Updated: September 21, 2010
Purpose of the Guidelines
The Board has adopted director independence guidelines to assist in affirmatively determining that a director has no relationship that would interfere with the exercise of independent judgment in carrying out the responsibilities of a director. The guidelines include, and either meet or are more restrictive than, the independence requirements of the NASDAQ listing standards and SEC rules. The guidelines also identify categories of relationships that the Board has determined would not affect a director’s independence, and therefore are not considered by the Board in determining director independence.

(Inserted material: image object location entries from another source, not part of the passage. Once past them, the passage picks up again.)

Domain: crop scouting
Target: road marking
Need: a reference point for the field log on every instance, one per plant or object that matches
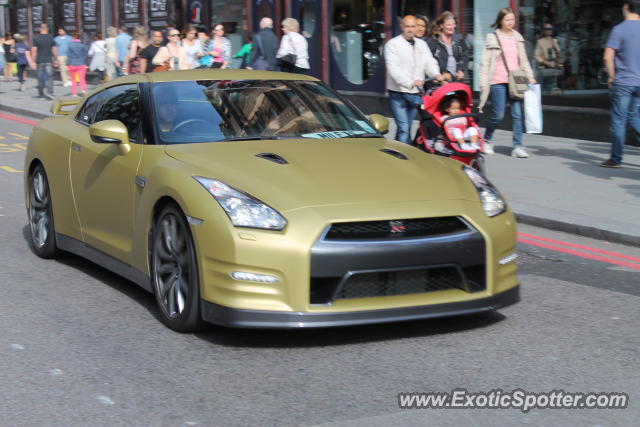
(10, 169)
(12, 148)
(581, 254)
(18, 135)
(105, 400)
(576, 246)
(18, 119)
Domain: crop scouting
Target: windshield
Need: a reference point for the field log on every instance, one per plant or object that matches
(224, 110)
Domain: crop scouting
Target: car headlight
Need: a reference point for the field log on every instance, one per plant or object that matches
(492, 202)
(242, 209)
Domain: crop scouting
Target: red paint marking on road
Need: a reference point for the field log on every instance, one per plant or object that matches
(574, 245)
(581, 254)
(18, 119)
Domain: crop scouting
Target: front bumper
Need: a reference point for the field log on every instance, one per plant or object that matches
(242, 318)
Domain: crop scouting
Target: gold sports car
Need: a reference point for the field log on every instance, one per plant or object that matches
(264, 200)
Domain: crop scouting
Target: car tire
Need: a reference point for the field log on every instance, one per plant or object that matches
(174, 271)
(40, 214)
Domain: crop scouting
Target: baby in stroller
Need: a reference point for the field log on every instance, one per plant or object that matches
(448, 128)
(458, 127)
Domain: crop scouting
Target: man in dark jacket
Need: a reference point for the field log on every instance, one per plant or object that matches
(448, 47)
(264, 47)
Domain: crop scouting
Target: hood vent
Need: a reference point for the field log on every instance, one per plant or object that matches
(273, 158)
(394, 153)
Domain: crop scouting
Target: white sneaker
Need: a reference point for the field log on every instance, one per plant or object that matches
(519, 152)
(488, 148)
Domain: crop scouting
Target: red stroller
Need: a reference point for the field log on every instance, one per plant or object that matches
(436, 138)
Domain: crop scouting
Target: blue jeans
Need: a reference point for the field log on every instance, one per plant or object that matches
(404, 107)
(498, 95)
(45, 78)
(625, 102)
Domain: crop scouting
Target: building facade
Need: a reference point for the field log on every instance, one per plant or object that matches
(346, 36)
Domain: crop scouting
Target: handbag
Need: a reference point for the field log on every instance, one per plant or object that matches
(163, 67)
(518, 79)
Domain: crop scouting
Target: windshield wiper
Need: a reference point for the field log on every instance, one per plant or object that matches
(259, 137)
(365, 135)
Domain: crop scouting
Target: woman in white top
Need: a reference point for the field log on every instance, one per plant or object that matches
(192, 46)
(98, 54)
(172, 56)
(139, 42)
(293, 43)
(112, 53)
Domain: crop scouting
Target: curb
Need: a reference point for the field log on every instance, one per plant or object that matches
(524, 218)
(24, 112)
(579, 229)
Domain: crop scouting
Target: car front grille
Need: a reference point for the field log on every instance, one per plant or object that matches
(395, 228)
(398, 282)
(366, 285)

The Board considers relevant facts and circumstances of any relationship bearing on independence of a director or nominee that are outside the categories permitted under the director independence guidelines.

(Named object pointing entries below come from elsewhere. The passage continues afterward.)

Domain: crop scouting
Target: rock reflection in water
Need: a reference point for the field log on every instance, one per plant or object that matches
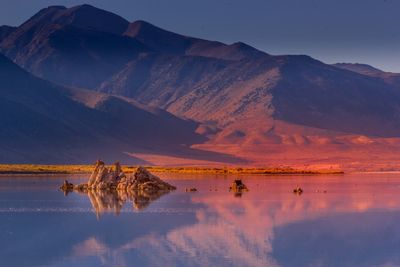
(113, 201)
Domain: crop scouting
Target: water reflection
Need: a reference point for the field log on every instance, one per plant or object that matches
(104, 201)
(336, 221)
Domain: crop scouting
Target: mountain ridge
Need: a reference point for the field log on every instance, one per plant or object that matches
(244, 101)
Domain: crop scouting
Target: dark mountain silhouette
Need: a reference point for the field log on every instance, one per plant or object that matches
(5, 31)
(46, 123)
(79, 46)
(246, 101)
(167, 42)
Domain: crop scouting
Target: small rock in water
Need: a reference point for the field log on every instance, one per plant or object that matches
(67, 186)
(298, 190)
(237, 186)
(191, 189)
(112, 179)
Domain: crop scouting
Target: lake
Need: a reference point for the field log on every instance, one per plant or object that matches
(339, 220)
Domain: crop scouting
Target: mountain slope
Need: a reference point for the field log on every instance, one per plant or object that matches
(79, 46)
(45, 123)
(5, 31)
(389, 77)
(248, 103)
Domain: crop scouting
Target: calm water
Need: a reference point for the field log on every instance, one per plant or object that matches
(355, 223)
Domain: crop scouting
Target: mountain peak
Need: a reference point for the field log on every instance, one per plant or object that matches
(87, 16)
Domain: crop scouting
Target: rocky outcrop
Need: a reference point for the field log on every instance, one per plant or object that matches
(143, 180)
(108, 189)
(114, 179)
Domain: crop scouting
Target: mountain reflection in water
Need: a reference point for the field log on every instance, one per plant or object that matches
(108, 201)
(353, 223)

Definition of Independent Director
"Independent director" means a director who meets each of the following standards listed in (1) through (7) below—(and additionally (8), in the case of audit committee members):
(1) The director has no relationship that, in the opinion of Microsoft’s Board of Directors, would interfere with the exercise of independent judgment in carrying out the responsibilities of a director.
Relationships not affecting independence: Relationships of the following types will not be considered material relationships that would impair a director’s independence:
(a) a director who is, or has a Family Member (as defined below) who is, a director or trustee of a charitable organization to which the Company has made in the Company's last complete fiscal year discretionary charitable contributions that do not exceed the greater of:
(i) $5,000,000, or
(ii) 5 percent of that organization’s annual consolidated gross revenues.

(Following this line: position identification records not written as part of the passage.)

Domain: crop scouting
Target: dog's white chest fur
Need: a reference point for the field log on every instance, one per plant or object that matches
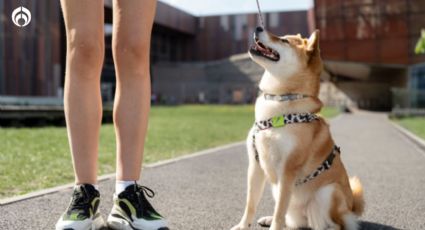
(273, 145)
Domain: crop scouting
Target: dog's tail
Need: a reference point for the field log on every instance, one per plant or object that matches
(358, 200)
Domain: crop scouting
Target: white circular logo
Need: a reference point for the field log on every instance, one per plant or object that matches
(21, 16)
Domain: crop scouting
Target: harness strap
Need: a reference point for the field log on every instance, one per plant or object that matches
(280, 121)
(323, 167)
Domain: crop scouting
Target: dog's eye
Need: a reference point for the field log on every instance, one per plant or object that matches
(284, 40)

The Company’s automatic matching of employee charitable contributions will not be included in the amount of the Company’s contributions for this purpose;
(b) a director who is a current employee, or has a Family Member who is a current executive officer of, any organization to which the Company made, or from which the Company received, payments, if such payments are less than the threshold set forth in Section (5) below;
(c) a director who has a membership in, or association with, the same professional association or social, educational, fraternal, or religious organization, club, or institution, as an executive officer or another director of the Company; or
(d) a director who serves on the board of another company at which an executive officer or another director of the Company also serves as a board member, except as set forth in Section (6) below.
(2) The director is not, and has not been at any time during the past three years, an employee or executive officer of the Company.
(3) The director has no Family Member who is, or at any time during the past three years was, employed by the Company as an executive officer.
(4) The director has not accepted and no Family Member has accepted any compensation from the Company in excess of $120,000 during any period of twelve consecutive months within the three years preceding the determination of independence, other than the following:
(a) compensation for Board or board committee service;
(b) compensation paid to a Family Member who is an employee (other than an executive officer) of the Company; or
(c) benefits under a tax-qualified retirement plan, or non-discretionary compensation.
(5) Neither the director nor any Family Member is a partner in, or a controlling shareholder or an executive officer of, any organization to which the Company made, or from which the Company received, payments for property or services in the current or any of the past three fiscal years that exceed the greater of:
(a) 5 percent of the recipient's consolidated gross revenues for that year, or
(b) $200,000 in each case, excluding:
(i) payments arising solely from investments in the Company's securities; or
(ii) payments under non-discretionary charitable contribution matching programs.
(6) Neither the director nor any Family Member is employed as an executive officer of another entity where at any time during the past three years any of the executive officers of the Company serve on the compensation committee of such other entity.
(7) Neither the director nor any Family Member is a current partner of the Company's outside auditor, or was a partner or employee of the Company's outside auditor who worked on the Company's audit at any time during any of the past three years.
(8) Additional independence requirements for audit committee members: Audit committee members may not, other than in the capacity as a member the board of directors or any board committee:
(a) accept directly or indirectly any consulting, advisory, or other compensatory fee from the Company or any subsidiary, other than fixed amounts of compensation under a retirement plan (including deferred compensation) for prior service with the Company (provided that such compensation is not contingent on continued service); or
(b) be an affiliated person of the issuer or any subsidiary.
Definition of Family Member
"Family Member" means any child, stepchild, parent, stepparent, spouse, sibling, mother-in law, father-in-law, daughter-in-law, brother-in-law, or sister-in-law, and any person (other than a tenant or employee) sharing a person’s household. For the purpose of this definition, an "in-law" is limited to a person related by blood to the person or his/her spouse.